James Webb Space Telescope delay pushes launch to May 2020

NASA technicians lift the telescope into a clean room using a crane in April 2017

NASA technicians lift the telescope into a clean room using a crane in April 2017

Zurbuchen acknowledged that it created perception issues for future large space observatories, like the Wide Field Infrared Survey Telescope (WFIRST), which itself is facing cancellation in the administration's fiscal year 2019 budget request. The main contractor of NASA, Northrop Grumman, was supposed to have added the last set of instruments to the telescope.

"Webb is the highest priority project for the agency's Science Mission Directorate, and the largest global space science project in USA history." said acting NASA Administrator Robert Lightfoot.

"All the observatory's flight hardware is now complete", Lightfoot added.

The JWST consists of two separate elements: the optical telescope element, or OTE, and the spacecraft element to which the OTE is attached. These tests will take a few months to complete.

If that happens, Nasa will have to go back to Congress to get the mission re-authorised. In early 2018, the OTE was flown by a C-5 aircraft to California for integration and testing with the spacecraft element. "NASA says the Webb will eventually "solve mysteries of our solar system", look beyond to distant worlds and around other stars".

The Webb will be launched on the Ariane 5 vehicle - a European Space Agency heavy rocket.

Part of this sequence is the unfolding of the large sunshield. Several tears across all five layers occurred during folding and deployment of the sunshield during testing.

Additionally, there were problems that developed with the spacecraft's propulsion system, specifically thruster valve propellant leaks.

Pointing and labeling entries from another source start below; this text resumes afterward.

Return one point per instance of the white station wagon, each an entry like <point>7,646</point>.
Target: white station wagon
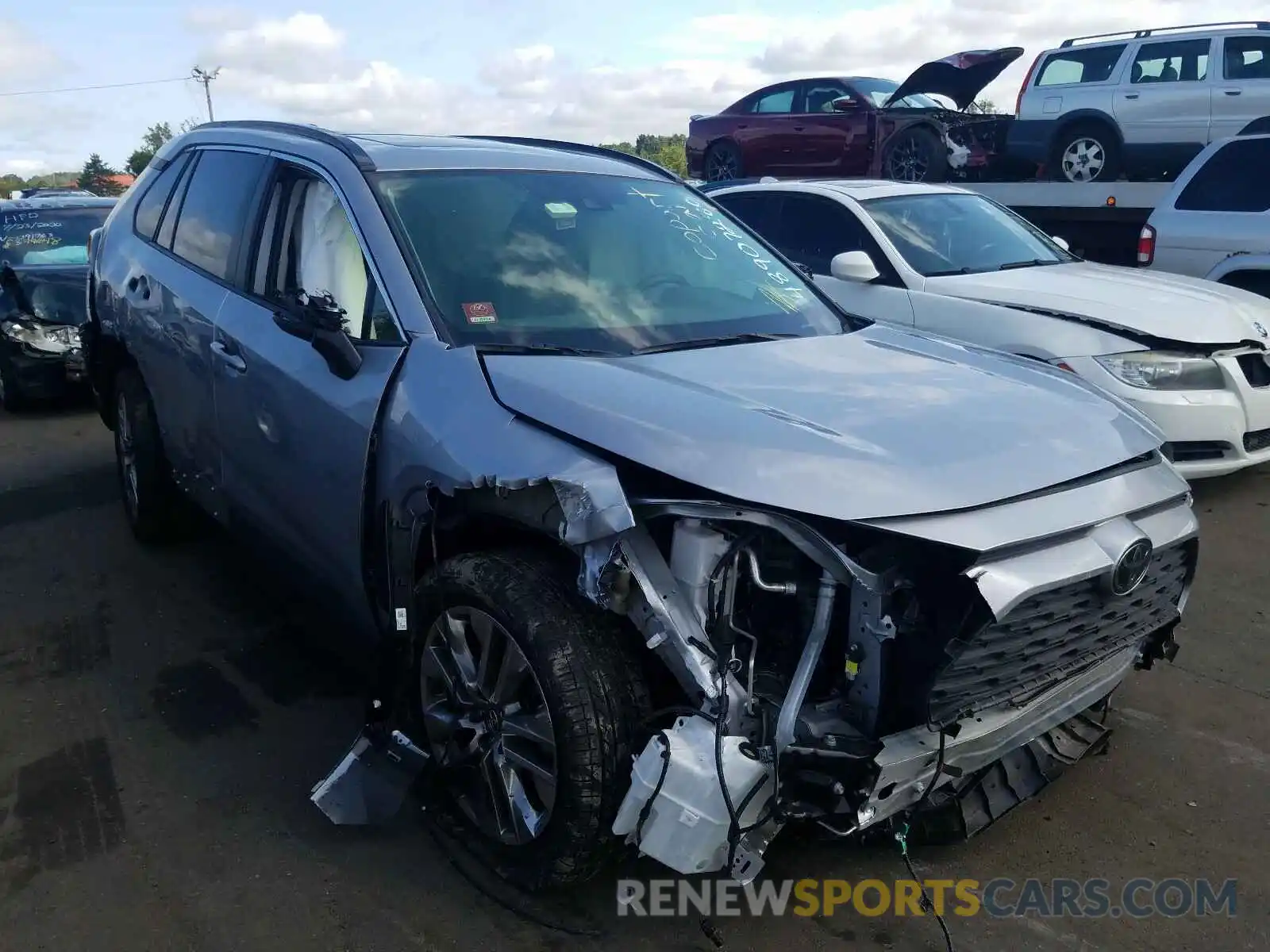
<point>1191,355</point>
<point>1142,102</point>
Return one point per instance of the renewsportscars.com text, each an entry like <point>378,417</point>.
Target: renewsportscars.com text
<point>999,898</point>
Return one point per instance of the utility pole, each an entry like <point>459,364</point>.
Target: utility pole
<point>206,78</point>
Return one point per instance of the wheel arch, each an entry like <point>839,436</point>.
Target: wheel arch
<point>1083,116</point>
<point>1257,127</point>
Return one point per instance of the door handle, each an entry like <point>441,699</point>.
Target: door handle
<point>139,281</point>
<point>224,355</point>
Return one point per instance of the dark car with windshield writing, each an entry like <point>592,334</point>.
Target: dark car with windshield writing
<point>44,268</point>
<point>562,441</point>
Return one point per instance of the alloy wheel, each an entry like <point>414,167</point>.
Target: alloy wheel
<point>127,454</point>
<point>1083,159</point>
<point>487,720</point>
<point>722,167</point>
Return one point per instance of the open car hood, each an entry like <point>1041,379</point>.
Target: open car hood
<point>960,76</point>
<point>51,294</point>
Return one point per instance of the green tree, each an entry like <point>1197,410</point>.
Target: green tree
<point>152,143</point>
<point>666,152</point>
<point>95,177</point>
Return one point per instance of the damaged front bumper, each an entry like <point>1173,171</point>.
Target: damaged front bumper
<point>910,762</point>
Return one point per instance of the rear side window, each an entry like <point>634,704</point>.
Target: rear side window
<point>1231,181</point>
<point>1246,57</point>
<point>1092,65</point>
<point>215,209</point>
<point>156,198</point>
<point>779,101</point>
<point>1180,61</point>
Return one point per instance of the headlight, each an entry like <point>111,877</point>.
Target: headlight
<point>1156,370</point>
<point>40,336</point>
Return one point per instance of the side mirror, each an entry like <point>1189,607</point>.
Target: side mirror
<point>854,266</point>
<point>321,321</point>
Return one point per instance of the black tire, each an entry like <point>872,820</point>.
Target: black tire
<point>916,155</point>
<point>723,162</point>
<point>156,508</point>
<point>1103,146</point>
<point>12,399</point>
<point>595,692</point>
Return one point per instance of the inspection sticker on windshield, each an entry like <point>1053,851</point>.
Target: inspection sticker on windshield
<point>480,313</point>
<point>564,215</point>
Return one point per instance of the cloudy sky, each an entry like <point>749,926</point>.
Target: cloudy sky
<point>567,69</point>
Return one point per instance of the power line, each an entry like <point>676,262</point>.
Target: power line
<point>201,75</point>
<point>84,89</point>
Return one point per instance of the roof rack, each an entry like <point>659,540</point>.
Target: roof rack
<point>583,150</point>
<point>1141,33</point>
<point>346,145</point>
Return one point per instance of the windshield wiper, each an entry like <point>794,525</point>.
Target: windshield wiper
<point>746,338</point>
<point>1033,263</point>
<point>501,348</point>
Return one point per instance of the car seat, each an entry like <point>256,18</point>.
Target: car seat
<point>329,257</point>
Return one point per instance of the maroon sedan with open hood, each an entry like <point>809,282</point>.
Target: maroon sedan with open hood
<point>857,126</point>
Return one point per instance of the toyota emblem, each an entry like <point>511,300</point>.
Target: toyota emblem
<point>1130,569</point>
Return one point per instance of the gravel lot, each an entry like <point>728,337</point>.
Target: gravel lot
<point>163,717</point>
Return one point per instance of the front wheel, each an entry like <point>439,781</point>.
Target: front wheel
<point>12,399</point>
<point>916,155</point>
<point>533,711</point>
<point>156,508</point>
<point>1086,152</point>
<point>723,162</point>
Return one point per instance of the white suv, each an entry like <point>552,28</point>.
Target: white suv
<point>1142,103</point>
<point>1216,222</point>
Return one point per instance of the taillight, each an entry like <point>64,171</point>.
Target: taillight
<point>1019,102</point>
<point>1146,245</point>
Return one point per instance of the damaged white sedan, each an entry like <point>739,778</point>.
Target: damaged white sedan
<point>1191,355</point>
<point>652,541</point>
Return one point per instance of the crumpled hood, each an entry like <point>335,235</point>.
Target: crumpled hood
<point>882,422</point>
<point>52,294</point>
<point>1170,306</point>
<point>960,76</point>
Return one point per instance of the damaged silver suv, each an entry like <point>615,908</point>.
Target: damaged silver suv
<point>653,543</point>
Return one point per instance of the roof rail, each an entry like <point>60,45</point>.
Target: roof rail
<point>1141,33</point>
<point>346,145</point>
<point>584,150</point>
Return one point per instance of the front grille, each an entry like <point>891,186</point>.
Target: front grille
<point>1257,441</point>
<point>1054,635</point>
<point>1195,451</point>
<point>1255,370</point>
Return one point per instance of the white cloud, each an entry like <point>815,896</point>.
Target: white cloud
<point>33,125</point>
<point>715,59</point>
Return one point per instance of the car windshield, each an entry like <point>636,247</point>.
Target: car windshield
<point>878,92</point>
<point>950,232</point>
<point>601,263</point>
<point>31,235</point>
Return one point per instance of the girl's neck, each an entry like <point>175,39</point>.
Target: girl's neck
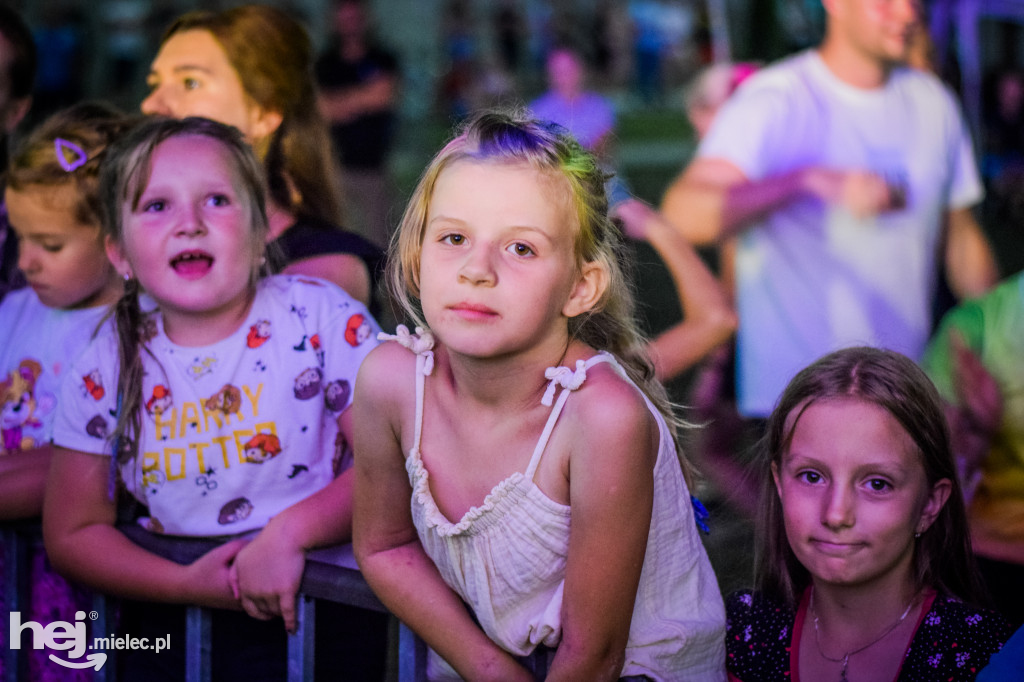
<point>192,329</point>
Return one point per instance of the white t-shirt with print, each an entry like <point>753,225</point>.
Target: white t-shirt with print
<point>236,431</point>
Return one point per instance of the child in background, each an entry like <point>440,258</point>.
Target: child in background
<point>864,554</point>
<point>52,199</point>
<point>507,250</point>
<point>224,408</point>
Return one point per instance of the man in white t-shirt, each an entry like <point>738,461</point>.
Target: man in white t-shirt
<point>844,173</point>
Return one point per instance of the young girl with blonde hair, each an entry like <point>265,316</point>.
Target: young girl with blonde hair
<point>209,405</point>
<point>525,429</point>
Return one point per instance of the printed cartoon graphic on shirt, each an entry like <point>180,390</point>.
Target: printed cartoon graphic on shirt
<point>258,334</point>
<point>153,479</point>
<point>160,400</point>
<point>94,385</point>
<point>357,330</point>
<point>307,384</point>
<point>22,406</point>
<point>237,510</point>
<point>202,367</point>
<point>222,431</point>
<point>336,394</point>
<point>261,448</point>
<point>227,400</point>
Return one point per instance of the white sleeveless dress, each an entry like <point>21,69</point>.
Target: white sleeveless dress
<point>506,558</point>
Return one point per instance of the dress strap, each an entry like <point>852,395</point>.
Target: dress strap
<point>421,342</point>
<point>569,380</point>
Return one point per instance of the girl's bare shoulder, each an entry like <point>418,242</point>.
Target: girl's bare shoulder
<point>387,374</point>
<point>609,409</point>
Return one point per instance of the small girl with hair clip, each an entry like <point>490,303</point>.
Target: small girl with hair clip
<point>863,558</point>
<point>215,435</point>
<point>537,452</point>
<point>52,201</point>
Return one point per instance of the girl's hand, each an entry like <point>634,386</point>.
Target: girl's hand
<point>207,579</point>
<point>266,574</point>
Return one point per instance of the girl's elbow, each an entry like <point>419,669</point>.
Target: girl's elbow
<point>592,661</point>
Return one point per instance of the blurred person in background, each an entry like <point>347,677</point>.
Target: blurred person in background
<point>251,67</point>
<point>358,84</point>
<point>17,73</point>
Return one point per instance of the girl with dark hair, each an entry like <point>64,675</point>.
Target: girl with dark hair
<point>863,559</point>
<point>251,67</point>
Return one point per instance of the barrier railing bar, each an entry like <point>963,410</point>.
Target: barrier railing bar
<point>330,573</point>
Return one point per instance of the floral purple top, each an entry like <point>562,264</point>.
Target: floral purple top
<point>952,642</point>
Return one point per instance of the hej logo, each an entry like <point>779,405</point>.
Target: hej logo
<point>61,636</point>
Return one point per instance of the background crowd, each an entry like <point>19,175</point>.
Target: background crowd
<point>737,164</point>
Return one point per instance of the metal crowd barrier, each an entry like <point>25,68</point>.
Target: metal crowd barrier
<point>331,574</point>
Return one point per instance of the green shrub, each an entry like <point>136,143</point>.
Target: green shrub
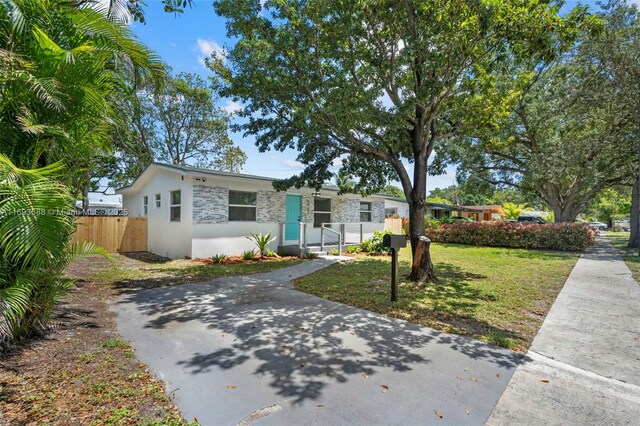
<point>249,254</point>
<point>261,241</point>
<point>555,236</point>
<point>35,248</point>
<point>271,253</point>
<point>374,244</point>
<point>353,249</point>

NASA developed the room telescope in 2 components: the telescope itself and also a significant, hard sunlight guard that will certainly safeguard the observatory's delicate tools from the sunlight. Rigorous testing is needed; we need to do it right on the ground, and failure is not an option. "We can not afford to make any shortcuts on the programs or any mistakes here.", said NASA's Thomas Zurbuchen.

"If we breach the 8 billion cost that was laid out in the congressional appropriations, the project will need to be reauthorized by Congress".

"TESS is opening a door for a whole new kind of study", said Stephen Rinehart, TESS project scientist at NASA's Goddard Space Flight Center in Greenbelt, Maryland, which manages the mission.

Refocusing could be interpreted to mean extra spending, but the sky is not the limit when it comes to funding and NASA has now spent $7.3 billion of the $8 billion it was allocated by U.S Congress for the development of Webb.

"Simply put, we have one shot to get this right before going into space", said Thomas Zurbuchen, associate administrator of NASA's Science Mission Directorate. "Engineers then will integrate and test the fully assembled observatory and verify all components work together properly".

The findings and recommendations of both boards, as well as the project's input, will be considered by NASA as it defines a more specific launch timeframe. However, NASA now says it needs more time to test the telescope before sending it into space.

James Webb will have a sensitivity of one hundred times greater than that of Hubble and its main mirror measures 6.5 meters in diameter, almost three times than that of Hubble's. He planned to start discussions later in the day at the National Academies with astronomy committees meeting for Space Science Week there.